Erstellt am 11. November 2015, 05:32

von Markus Lohninger

"Elefantenrunde" für Straßenbau geplant. Nach NÖN-Bericht und Gespräch mit NÖ Verkehrsplaner Zibuschka: Bezirk soll sich auf Verkehrsachse einigen!

Treffen mit dem obersten Verkehrsplaner des Landes, Friedrich Zibuschka (3. von links): Stadtrat Martin Preis, Hoheneichs Bürgermeister Roland Wallner (von links), Vizebürgermeister Hubert Hauer, Kirchbergs Bürgermeister Karl Schützenhofer und die Gmünder Bürgermeisterin Helga Rosenmayer (von rechts).  |  NOEN, Stadtgemeinde/H. Winkler
Noch nicht zu spät ist es für einen hochwertigen Ausbau der Straßenverbindung von Gmünd-Schrems nach Zwettl. Das sagen zumindest die ÖVP-Bürgermeister von Gmünd (Helga Rosenmayer), Kirchberg (Karl Schützenhofer) und Hoheneich (Roland Wallner) nach einem Gespräch mit NÖ-Verkehrsplaner Friedrich Zibuschka, das auf Einladung von Rosenmayer am 4. November im Gmünder Rathaus geführt wurde.

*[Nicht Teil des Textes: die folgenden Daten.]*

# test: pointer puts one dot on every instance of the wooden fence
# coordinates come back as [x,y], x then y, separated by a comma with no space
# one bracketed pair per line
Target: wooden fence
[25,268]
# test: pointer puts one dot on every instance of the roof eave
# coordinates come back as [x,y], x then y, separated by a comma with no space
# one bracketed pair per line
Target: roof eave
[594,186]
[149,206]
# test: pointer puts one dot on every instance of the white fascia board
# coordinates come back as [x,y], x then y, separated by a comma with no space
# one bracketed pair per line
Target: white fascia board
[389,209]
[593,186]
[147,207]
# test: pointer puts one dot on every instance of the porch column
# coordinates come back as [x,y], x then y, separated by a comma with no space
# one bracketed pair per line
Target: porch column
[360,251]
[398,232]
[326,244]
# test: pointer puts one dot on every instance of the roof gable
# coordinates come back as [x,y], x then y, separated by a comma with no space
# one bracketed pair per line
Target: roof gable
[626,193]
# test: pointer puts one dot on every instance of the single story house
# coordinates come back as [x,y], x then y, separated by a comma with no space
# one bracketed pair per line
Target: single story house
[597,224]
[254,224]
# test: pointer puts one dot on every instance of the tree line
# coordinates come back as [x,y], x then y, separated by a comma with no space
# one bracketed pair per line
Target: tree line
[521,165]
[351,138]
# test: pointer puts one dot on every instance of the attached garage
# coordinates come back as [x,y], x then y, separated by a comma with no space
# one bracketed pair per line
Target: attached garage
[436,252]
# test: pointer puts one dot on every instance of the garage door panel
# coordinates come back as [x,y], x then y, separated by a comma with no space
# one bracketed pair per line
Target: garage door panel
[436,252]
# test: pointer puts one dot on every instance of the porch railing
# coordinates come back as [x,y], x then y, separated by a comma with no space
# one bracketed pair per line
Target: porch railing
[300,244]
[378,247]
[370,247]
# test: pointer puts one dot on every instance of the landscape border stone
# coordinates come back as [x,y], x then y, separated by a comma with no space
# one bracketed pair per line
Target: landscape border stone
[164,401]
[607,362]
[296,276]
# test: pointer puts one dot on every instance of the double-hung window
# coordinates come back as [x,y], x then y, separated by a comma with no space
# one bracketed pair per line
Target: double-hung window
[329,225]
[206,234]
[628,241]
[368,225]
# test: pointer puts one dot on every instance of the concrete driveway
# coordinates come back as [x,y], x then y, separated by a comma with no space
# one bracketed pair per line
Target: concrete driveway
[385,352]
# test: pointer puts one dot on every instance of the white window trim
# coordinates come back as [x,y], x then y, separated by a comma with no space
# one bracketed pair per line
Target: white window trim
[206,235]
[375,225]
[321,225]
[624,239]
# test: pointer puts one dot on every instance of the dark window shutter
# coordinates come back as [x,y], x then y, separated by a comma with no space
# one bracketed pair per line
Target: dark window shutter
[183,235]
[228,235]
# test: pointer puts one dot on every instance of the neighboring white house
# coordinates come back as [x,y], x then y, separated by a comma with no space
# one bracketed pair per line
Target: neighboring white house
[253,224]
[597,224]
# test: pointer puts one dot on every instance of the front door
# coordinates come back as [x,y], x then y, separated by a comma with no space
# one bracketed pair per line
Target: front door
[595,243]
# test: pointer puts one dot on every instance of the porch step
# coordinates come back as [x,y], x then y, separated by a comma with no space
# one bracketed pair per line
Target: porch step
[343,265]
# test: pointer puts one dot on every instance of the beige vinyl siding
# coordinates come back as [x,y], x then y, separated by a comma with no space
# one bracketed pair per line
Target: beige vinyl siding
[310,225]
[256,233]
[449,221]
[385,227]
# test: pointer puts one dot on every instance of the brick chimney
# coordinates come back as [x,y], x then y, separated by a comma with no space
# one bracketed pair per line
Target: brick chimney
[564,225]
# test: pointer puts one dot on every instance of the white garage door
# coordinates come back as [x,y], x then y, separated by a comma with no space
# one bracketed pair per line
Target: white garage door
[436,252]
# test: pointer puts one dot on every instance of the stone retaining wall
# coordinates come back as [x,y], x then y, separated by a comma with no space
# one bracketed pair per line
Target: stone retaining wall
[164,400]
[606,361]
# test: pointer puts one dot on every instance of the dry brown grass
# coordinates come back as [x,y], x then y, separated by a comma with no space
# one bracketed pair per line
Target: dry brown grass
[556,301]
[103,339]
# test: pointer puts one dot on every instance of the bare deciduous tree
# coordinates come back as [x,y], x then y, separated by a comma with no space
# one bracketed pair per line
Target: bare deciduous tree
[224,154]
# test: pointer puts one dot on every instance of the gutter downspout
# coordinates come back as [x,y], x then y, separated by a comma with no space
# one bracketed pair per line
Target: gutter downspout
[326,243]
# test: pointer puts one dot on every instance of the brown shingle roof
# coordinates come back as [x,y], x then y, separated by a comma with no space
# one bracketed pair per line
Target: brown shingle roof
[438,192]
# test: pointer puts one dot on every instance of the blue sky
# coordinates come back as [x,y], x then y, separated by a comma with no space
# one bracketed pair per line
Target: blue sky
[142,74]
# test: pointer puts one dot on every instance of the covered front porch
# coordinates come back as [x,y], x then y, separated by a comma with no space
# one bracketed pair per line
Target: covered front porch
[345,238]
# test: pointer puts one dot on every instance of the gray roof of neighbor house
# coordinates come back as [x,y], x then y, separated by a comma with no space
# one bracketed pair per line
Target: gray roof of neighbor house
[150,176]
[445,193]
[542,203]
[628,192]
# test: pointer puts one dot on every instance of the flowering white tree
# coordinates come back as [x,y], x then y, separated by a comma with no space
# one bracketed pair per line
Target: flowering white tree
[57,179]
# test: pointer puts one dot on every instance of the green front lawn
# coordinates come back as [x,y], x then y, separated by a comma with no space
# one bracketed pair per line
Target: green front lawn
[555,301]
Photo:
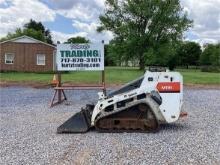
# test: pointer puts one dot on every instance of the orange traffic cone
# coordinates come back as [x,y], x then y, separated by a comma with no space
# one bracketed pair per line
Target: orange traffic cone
[55,81]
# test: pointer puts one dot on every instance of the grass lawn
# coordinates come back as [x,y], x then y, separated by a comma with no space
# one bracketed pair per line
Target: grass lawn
[114,75]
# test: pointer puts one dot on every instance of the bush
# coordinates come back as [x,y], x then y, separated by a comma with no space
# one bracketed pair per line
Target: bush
[210,68]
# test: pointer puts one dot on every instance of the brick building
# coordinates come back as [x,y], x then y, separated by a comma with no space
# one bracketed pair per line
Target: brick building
[26,54]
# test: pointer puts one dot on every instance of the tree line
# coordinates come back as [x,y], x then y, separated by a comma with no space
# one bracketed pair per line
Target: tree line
[145,33]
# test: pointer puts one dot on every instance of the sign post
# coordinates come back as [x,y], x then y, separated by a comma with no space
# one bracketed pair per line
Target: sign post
[78,57]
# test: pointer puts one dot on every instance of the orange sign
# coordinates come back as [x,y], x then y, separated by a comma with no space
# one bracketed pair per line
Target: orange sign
[168,87]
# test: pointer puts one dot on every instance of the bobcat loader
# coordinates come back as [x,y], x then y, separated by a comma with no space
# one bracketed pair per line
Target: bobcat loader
[141,105]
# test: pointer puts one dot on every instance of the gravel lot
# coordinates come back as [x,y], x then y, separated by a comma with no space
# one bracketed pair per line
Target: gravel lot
[28,132]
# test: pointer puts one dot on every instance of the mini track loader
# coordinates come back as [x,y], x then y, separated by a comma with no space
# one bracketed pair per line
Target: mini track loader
[141,105]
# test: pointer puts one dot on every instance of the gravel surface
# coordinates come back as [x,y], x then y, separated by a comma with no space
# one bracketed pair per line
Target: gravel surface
[28,132]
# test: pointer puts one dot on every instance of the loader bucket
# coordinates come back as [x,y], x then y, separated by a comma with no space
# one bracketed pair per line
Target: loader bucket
[78,123]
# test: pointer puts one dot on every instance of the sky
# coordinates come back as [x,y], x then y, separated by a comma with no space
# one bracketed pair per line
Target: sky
[71,18]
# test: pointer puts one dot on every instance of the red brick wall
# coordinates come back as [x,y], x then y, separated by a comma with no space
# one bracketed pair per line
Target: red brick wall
[26,57]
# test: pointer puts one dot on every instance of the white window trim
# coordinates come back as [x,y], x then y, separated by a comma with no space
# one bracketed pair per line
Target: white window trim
[7,60]
[44,59]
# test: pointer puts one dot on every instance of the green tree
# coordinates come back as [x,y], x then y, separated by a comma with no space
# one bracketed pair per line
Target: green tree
[211,55]
[76,40]
[189,53]
[33,29]
[141,25]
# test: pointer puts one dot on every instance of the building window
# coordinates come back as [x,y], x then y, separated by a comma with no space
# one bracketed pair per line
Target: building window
[40,59]
[9,58]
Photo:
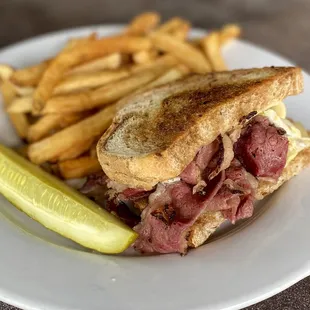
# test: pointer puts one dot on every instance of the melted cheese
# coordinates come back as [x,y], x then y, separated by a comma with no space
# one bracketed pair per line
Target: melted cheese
[297,142]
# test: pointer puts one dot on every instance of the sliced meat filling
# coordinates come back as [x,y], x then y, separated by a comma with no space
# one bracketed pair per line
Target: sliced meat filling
[262,148]
[163,229]
[222,177]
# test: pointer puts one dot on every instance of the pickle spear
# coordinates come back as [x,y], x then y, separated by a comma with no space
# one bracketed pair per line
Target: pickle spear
[60,208]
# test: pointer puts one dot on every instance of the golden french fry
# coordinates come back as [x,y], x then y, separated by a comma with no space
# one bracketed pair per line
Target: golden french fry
[20,105]
[68,59]
[70,138]
[20,123]
[80,41]
[22,150]
[78,167]
[8,92]
[48,123]
[182,31]
[82,81]
[229,32]
[29,76]
[93,151]
[212,49]
[173,26]
[143,57]
[280,109]
[183,51]
[166,60]
[104,95]
[5,72]
[109,62]
[171,75]
[143,24]
[18,120]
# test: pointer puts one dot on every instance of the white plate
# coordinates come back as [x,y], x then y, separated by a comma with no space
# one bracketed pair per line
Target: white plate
[40,270]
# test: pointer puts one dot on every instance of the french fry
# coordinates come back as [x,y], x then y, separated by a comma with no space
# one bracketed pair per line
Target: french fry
[143,57]
[93,151]
[5,72]
[51,122]
[171,75]
[303,130]
[183,51]
[22,150]
[20,105]
[18,120]
[72,43]
[166,60]
[68,59]
[71,138]
[78,167]
[82,81]
[211,46]
[8,92]
[174,26]
[109,62]
[143,24]
[23,91]
[102,96]
[182,31]
[229,32]
[29,76]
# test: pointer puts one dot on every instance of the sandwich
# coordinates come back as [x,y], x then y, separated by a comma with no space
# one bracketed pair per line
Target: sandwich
[181,159]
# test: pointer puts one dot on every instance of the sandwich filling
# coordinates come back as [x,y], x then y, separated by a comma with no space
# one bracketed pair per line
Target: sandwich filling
[222,177]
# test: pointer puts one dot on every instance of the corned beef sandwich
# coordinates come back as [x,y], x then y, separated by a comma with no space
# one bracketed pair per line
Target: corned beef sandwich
[181,159]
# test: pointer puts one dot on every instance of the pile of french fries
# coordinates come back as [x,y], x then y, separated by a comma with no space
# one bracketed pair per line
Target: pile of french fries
[60,107]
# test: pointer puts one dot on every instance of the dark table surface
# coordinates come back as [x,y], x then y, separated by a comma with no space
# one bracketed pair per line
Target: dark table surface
[280,25]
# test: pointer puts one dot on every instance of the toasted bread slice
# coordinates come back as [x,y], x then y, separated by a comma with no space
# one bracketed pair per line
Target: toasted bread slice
[158,133]
[209,221]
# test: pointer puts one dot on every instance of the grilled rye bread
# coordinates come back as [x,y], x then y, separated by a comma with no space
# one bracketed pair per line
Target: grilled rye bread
[157,133]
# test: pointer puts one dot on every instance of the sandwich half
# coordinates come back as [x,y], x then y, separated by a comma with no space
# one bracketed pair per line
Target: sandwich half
[187,156]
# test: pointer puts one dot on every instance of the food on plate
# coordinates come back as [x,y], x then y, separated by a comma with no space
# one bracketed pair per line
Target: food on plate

Der NÖN hatte der mit Monatsende in den Ruhestand tretende Zibuschka ja wie berichtet Vorplanungen für die Zwettl-Weitra-Trasse mit Umfahrungen von Jagenbach, Wörnharts und Weitra bestätigt, wodurch die Direktanbindung des regionalen Wirtschaftszentrums Gmünd und Schrems via Kirchberg an Zwettl hinfällig sei. Bei der Sitzung in Gmünd hat er das nun nach einem flammenden Appell an die „kürzeste, direkteste und auch traditionelle Verbindung“ der „Entwicklungsachse“ (Rosenmayer) über Kirchberg nicht mehr behauptet.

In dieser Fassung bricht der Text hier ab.